Home, Home on the Range
““I will begin my own story - I was born in a dugout on father’s timber claim, one mile south of Cora and during on the worst blizzards that ever blew over Kansas Prairies...””
Let’s begin with Robert & William’s father, George Washington Baird. Though I am still connecting the dots for his early life, it’s easily picked up in the middle with his military records. He enlisted into the Union Army 20 Aug 1862, spent 2 years of service as a Private in the Illinois 94th Volunteer Infantry, Company K and mustered out 17 Jun 1865 in Galveston, TX. He returned to his home in McLean County Illinois and 19 Dec 1965, married Susan Russell McClure. Beginning their lives right there in Bloomington, they had 2 children, Lucy Mildred and William Edward.
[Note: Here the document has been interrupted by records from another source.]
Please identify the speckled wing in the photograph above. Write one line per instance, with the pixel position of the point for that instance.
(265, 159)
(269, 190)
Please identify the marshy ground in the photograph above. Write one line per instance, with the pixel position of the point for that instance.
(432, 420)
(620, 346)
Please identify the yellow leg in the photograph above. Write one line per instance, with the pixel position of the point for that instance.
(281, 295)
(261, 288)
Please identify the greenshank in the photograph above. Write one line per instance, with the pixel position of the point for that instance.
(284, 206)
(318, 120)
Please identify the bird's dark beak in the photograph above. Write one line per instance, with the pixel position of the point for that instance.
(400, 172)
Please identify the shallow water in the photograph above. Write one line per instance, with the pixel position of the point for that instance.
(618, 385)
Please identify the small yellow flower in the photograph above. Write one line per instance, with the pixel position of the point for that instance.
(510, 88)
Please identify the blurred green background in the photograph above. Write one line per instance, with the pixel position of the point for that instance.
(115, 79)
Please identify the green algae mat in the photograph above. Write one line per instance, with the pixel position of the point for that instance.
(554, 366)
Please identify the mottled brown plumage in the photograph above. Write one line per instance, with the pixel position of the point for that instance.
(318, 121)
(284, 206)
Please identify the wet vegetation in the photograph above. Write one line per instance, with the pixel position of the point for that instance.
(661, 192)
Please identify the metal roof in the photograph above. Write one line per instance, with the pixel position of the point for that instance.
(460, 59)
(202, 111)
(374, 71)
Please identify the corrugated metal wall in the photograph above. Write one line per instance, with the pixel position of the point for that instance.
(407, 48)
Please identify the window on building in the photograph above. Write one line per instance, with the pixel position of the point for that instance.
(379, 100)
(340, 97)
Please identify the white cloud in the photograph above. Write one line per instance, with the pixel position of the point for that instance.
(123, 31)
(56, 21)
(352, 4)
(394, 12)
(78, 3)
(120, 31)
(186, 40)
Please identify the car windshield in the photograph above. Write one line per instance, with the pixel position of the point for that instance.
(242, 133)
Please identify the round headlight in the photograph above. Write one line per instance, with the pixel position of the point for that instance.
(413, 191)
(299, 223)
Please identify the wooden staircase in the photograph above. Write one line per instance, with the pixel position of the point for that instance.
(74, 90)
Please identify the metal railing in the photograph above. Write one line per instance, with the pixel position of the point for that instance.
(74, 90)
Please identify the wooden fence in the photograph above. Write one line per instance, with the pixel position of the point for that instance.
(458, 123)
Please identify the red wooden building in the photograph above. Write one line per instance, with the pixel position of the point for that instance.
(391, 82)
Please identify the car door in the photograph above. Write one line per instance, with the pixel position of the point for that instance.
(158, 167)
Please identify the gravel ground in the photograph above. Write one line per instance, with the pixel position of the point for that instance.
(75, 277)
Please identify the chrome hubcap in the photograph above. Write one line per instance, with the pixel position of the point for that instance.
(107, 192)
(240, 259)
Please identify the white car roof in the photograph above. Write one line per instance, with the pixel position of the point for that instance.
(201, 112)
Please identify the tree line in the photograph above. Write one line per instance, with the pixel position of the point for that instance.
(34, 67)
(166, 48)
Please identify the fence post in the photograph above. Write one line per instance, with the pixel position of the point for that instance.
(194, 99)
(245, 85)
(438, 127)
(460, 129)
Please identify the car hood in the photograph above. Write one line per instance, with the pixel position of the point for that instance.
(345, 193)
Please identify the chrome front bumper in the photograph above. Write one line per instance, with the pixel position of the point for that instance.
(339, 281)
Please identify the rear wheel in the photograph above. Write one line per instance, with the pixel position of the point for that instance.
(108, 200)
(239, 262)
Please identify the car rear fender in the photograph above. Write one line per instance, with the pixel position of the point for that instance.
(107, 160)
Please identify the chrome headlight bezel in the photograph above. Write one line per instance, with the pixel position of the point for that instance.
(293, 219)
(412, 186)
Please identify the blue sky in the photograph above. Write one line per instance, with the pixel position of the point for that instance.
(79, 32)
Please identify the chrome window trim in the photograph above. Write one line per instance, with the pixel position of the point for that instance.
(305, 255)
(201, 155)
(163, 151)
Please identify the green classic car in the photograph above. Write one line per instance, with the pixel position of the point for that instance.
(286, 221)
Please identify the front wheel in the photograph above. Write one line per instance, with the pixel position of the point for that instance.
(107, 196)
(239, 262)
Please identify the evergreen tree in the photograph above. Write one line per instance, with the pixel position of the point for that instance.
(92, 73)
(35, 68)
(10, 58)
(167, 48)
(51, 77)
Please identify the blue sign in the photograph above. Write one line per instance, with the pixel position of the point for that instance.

The Baird’s left their home in Illinois and in 1869 purchased 132 acres of land in Scotland County Missouri. It was here that their 3rd child was born, Mary Edith. By 1870 they had sold their Missouri land and struck out for Kansas.
George had taken advantage of both the 1862 Homestead Act and the 1873 Timber-Culture Act, a supplement to the Homestead Act. This legislation allowed homesteaders an additional 160 acres of land to the 160 allotted for the Homestead Act if they planted trees on one fourth of their land and maintained it for at least 10 years.